Luc, thankfully, hadn’t inherited his mother’s persnickety eating issues. But aside from that, there wasn’t a reason in the world to use that china now. The smart dinner parties she and Edgar hosted were long-ago memories, and even the thought of such an event now tired Edna. She palmed a streak of dust from the table surface and wondered if the local thrift store would take such an enormous grouping of dinnerware, albeit incomplete. No, they’d most likely break it up for the convenience of multiple sales. She’d wait to place the entire col
lection with the right person, someone who really understood the aesthetic and historic significance.
But details of any meal still required Edna’s close attention, a rite she hewed to, what with being raised in a Boston Brahmin family. Hidden Valley Ranch was Luc’s favorite salad dressing. She preferred generic Thousand Island, which she then enhanced with minced pickles. Both had been puddled into Japanese dipping bowls with tiny spoons canted on the edge, now resting near their respective salads. Edna wouldn’t allow the ketchup bottle anywhere near the dining table until Luc had finished his salad and was poised to tackle the meat portion of the meal. If left to his whims he’d use that condiment on virtually all food—steak, pork, fowl, fish, eggs, toast. Even certain donuts. The mere existence of plastic bottles (much less one sitting on the table), not only went against her patrician upbringing, but Edgar, too, would have had a fit. The least she could do to honor his memory was return the ketchup to the kitchen immediately after Luc drowned whatever food was on his plate.

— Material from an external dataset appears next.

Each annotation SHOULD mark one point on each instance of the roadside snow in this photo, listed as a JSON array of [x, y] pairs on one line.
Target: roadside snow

Throughout dinner preparations that afternoon, Edna had taken breaks to lounge on her private dock by the lake. She finished the final entry of The Diary of a Nobody, a book that had begun at a snail’s pace but eventually drew her in. Edna was known in Oslo as a voracious reader, and Celine had asked her to vet “controversial” books for Pierre. His interests had recently expanded well beyond his years, and Celine admitted she was out of her depth as to what to allow. Privately, Edna didn’t believe in filtering what a child showed interest in. These constructs and restrictions were more indicative of adult limitations, though in Celine’s case, she was very bright—just not a reader. Edna had given a solid thumbs-up on all the Salinger titles without rereading them, her own silent protest. In any event, she’d spent the last few days previewing Nobody for Pierre, who’d expressed skepticism about the very idea of a living person being a nobody. Also, Pierre posited, if someone were truly a nobody, he doubted their so-called diary would get published in the first place. Edna admired the first notion, which skirted concepts of existentialism, and she couldn’t disagree with his doubt regarding the logic of publication. And now that Nobody, in fact, proved harmless, Edna found herself eager for Pierre to read the book so they could discuss such satire. In so many ways, Pierre Roy was a delight to have around. He pushed her envelopes much the way Sammy had.